Anammoxoglobus

Scientific classification (Candidatus)
- Domain: Bacteria
- Kingdom: Pseudomonadati
- Phylum: Planctomycetota
- Class: Brocadiia
- Family: "Brocadiales"
- Genus: Anammoxoglobus Kartal et al. 2006
- Species: Anammoxoglobus propionicus

= Anammoxoglobus =

Species of bacterium

Candidatus Anammoxoglobus propionicus is an anammox (anaerobic ammonium oxidation) bacteria that is taxonomically in the phylum of Planctomycetota. Anammoxoglobus propionicus is an interest to many researchers due to its ability to reduce nitrite and oxidize ammonium into nitrogen gas and water.

== Energy source ==
Ca. A. propionicus obtain their energy from chemolithoautotrophic processes. A unique cellular structure that characterizes this species is its anammoxosome. This is where the anaerobic ammonium oxidation reaction occurs. With the following intracellular reaction, they are able to obtain energy and function:

NH_{4}^{+} + NO_{2}^{−} -> N_{2} + 2 H_{2}O

== Habitat ==
Anammox bacteria can be found in a wide range of habitats including: soils, hot springs, aquifers, lakes, marshes, and low oxygen zones. Ca. A. propionicus was first identified in laboratory-scale bioreactor in the presence of ammonium and propionate during an experiment in 2006. Since then it has been enriched in other experiments.

== Research and interactions with humans and the environment ==
Anammox processes are used in wastewater treatment applications and can help with the removal of ammonium in wastewater. Ca. A. propionicus has a competitive advantage in ammonium-limited natural ecosystems since they can reduce nitrate and/or nitrite to ammonium. Although anammox bacteria are found in a wide variety of environments, it is not common that multiple anammox bacteria co-exist.

Anammox bacteria are believed to be responsible for up to 50% loss of inorganic nitrogen in the oceans. This makes them of interest to researchers to better understand global nutrient cycling.

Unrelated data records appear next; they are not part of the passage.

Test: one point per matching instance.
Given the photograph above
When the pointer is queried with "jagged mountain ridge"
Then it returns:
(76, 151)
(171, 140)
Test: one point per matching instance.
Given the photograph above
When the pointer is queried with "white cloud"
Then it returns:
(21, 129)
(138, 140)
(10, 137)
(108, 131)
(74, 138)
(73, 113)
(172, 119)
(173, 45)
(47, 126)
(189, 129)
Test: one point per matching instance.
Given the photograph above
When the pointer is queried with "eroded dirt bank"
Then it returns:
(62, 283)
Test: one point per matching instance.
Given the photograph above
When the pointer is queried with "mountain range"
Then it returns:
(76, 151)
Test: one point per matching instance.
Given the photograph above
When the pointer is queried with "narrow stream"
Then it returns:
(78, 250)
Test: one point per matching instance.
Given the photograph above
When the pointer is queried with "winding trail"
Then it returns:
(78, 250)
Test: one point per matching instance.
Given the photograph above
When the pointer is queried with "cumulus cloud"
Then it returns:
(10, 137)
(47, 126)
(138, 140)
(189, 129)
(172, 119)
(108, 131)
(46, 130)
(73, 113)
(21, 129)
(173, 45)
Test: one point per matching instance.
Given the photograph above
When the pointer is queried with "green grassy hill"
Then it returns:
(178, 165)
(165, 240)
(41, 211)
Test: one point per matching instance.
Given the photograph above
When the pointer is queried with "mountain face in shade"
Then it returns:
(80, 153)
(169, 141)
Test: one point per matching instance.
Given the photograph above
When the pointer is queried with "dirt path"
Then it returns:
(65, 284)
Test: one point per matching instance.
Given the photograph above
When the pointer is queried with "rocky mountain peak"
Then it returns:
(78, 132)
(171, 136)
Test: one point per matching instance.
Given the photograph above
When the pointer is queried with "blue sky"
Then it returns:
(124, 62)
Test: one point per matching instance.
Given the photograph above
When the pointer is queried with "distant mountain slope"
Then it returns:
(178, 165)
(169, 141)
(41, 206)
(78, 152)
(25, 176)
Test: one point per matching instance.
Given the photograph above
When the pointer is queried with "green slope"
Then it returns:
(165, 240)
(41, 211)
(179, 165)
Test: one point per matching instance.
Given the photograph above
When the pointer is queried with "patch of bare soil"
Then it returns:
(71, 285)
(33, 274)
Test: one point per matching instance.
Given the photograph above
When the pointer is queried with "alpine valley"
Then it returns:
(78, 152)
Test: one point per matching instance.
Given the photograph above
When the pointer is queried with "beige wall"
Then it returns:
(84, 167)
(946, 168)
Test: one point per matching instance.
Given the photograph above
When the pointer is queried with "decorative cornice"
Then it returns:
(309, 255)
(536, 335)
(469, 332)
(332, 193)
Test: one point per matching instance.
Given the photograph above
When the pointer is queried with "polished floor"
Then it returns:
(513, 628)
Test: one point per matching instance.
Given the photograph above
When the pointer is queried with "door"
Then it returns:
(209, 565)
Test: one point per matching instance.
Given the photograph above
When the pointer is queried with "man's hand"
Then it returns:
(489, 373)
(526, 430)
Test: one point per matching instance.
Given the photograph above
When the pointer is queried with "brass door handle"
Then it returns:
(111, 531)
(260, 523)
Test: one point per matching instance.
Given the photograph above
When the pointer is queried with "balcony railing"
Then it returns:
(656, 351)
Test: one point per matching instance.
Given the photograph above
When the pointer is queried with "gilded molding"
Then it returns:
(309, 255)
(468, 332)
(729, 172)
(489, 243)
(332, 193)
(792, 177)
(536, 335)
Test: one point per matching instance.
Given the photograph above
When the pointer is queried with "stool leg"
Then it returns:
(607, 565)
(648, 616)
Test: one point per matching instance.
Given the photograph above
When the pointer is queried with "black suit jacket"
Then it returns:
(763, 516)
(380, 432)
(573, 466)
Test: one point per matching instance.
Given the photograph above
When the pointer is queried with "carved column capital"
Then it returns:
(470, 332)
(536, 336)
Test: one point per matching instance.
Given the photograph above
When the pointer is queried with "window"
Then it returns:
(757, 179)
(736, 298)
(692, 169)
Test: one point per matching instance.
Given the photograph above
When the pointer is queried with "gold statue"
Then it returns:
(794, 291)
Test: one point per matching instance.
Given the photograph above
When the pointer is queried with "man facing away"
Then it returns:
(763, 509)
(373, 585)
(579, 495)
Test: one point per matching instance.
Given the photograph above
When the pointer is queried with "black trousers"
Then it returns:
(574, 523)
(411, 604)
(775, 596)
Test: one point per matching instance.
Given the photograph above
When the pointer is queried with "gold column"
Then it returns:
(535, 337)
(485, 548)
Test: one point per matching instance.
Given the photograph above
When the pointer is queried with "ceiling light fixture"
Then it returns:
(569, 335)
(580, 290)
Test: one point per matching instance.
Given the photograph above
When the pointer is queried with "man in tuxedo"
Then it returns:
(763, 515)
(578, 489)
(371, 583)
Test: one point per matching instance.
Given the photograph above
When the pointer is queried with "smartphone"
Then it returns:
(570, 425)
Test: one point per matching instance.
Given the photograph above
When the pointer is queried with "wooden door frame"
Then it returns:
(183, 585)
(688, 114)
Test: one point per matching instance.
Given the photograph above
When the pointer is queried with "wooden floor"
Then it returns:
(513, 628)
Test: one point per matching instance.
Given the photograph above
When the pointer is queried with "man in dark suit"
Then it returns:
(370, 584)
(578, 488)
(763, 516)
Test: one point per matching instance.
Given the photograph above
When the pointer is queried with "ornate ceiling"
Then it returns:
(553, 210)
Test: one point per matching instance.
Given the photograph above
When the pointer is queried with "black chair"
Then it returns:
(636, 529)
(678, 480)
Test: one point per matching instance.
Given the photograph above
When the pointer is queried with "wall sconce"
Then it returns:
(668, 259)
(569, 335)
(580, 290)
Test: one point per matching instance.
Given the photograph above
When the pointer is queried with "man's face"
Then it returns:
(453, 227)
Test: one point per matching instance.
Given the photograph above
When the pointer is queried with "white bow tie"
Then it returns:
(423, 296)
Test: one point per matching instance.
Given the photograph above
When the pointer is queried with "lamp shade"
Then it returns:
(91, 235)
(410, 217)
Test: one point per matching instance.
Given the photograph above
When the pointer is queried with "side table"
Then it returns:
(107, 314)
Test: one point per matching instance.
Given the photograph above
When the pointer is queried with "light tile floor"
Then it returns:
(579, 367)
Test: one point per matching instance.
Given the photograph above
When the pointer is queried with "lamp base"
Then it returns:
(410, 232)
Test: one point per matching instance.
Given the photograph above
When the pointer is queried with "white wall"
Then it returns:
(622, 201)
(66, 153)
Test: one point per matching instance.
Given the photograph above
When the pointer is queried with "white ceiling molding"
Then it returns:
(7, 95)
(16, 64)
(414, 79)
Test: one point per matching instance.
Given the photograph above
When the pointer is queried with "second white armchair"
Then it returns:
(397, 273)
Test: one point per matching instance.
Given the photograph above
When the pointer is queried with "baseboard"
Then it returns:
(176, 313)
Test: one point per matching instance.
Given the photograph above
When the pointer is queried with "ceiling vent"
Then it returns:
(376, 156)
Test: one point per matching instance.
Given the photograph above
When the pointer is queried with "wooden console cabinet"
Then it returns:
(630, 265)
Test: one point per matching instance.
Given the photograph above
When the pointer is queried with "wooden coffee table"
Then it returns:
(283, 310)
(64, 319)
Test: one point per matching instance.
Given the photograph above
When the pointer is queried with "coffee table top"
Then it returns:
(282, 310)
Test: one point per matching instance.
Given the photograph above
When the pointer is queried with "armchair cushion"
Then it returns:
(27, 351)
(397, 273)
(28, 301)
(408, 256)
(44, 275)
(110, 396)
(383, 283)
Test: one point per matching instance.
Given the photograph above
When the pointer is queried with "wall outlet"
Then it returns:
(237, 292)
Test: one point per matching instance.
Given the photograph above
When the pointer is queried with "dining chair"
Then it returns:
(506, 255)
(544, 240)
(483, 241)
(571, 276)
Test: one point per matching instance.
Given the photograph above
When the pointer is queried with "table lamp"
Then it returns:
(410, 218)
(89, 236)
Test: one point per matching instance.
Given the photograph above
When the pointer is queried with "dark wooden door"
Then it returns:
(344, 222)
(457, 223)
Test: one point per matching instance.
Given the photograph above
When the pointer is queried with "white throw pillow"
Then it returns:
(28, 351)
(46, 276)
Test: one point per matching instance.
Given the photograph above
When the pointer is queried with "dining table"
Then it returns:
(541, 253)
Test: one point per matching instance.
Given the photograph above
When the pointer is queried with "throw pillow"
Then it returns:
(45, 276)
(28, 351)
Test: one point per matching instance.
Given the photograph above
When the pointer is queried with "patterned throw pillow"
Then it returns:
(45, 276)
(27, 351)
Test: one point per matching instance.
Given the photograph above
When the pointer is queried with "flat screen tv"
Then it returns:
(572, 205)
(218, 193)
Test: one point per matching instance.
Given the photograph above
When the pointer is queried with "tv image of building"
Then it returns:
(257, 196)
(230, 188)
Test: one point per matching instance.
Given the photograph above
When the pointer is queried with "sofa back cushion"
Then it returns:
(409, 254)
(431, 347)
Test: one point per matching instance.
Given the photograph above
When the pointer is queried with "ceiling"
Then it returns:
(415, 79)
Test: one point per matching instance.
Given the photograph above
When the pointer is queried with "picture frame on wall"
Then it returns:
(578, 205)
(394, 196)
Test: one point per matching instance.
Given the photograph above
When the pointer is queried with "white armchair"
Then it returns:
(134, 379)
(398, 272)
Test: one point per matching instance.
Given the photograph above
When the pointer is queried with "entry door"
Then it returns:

A 2014 experiment enriched Ca, A. propionicus within a sample of sludge from a landfill leachate anaerobic treatment system. Researchers started with an enrichment amount of 1.8 ± 0.6% Ca. A. propionicus, and after 481 days the observed fluorescence in situ hybridization results showed an enrichment amount of 65 ± 5%. During the process Ca. A. propionicus removed ammonium (70 mg-N/L) and nitrite (90 mg-N/L) at a stable rate, and the total nitrogen removal efficiency was 95%.